Choosing the Right Export Path
The right approach depends on what you're trying to accomplish:
- Compliance backup / archive? → Full backup (JSON). Store it encrypted. You don't need to parse it unless you need to access it.
- Quick contact list for a mailing? → Contacts CSV export from the UI.
- Specific activity report? → Build a Wealthbox Report, export to XLSX.
- Full CRM migration? → Full backup + professional mapping, or API-based extraction with relationship resolution.
- Ongoing data sync to a warehouse? → API with pagination, delta filters, and error handling.
Whatever path you choose, don't underestimate the gap between "having a file" and "having usable, migration-ready data." The file is the easy part. The relationships are the hard part.
How ClonePartner Handles Wealthbox Data Extraction
We've migrated data out of Wealthbox for advisory firms ranging from solo practices to multi-office enterprises. Here's what we've learned:
We ingest the raw JSON/XML backup directly. Instead of asking clients to build Microsoft Access queries or write Python scripts, our team takes the full workspace backup and programmatically maps every object — Contacts (Person, Household, Organization, Trust), Notes, Tasks, Events, Opportunities, Projects, Workflows, and Custom Fields — into a normalized, migration-ready format.
We preserve relational integrity. The Household → Person → Notes/Tasks chain is maintained through our mapping engine. When the data lands in the target CRM, your Head of Household is still linked to their Spouse, and the meeting note from three years ago is still attached to the right contact.
We handle the permission edge cases. Enterprise Export Restrictions, visibility-scoped records, multi-workspace firms — we've seen all of it. We work with your admin team to ensure the export captures everything your compliance team needs.

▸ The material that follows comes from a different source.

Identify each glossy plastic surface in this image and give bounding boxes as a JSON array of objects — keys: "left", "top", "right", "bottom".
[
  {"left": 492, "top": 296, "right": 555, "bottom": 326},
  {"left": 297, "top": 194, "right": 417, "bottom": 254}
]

This isn't about replacing your team. It's about removing the engineering burden of converting raw XML into a clean, validated data set that's ready for your new system — typically in days, not weeks.
Frequently Asked Questions
- Can I export all my Wealthbox data to CSV?
- Not directly. Wealthbox full backups are only available in XML or JSON format. You can export contacts to CSV from the Contacts page, but this excludes notes, tasks, opportunities, and household relationships. Converting the full backup to CSV requires manual database querying in tools like Microsoft Access or custom scripting.
- How do I request a full data backup from Wealthbox?
- Go to Settings (three dots in the top-right corner) > Workspace > Export. Choose XML or JSON format and click Request Export. You'll receive an email when the download is ready. This backup includes all contacts, notes, tasks, events, opportunities, and custom fields.
- Why can't I see the export option in Wealthbox?
- Your user profile may not have export data rights, or your firm's Enterprise admin may have enabled Admin Export Restrictions which removes the export option for all users. Contact your Account Owner or Admin to request export permissions or have them temporarily lift the restriction.
- What is the Wealthbox API rate limit?
- The Wealthbox API throttles at one request per second over a five-minute sampling period, though short bursts above that threshold are permitted. Exceeding the limit returns a 429 status code. For large data extractions, the full backup file is typically faster than paginating through the API.
- Can I bulk export files or email history from Wealthbox?
- No. Wealthbox has no bulk export feature for files or task attachments — they must be downloaded individually. Synced emails from Wealthbox Mail are not stored in the CRM, so there is no native email-history export either.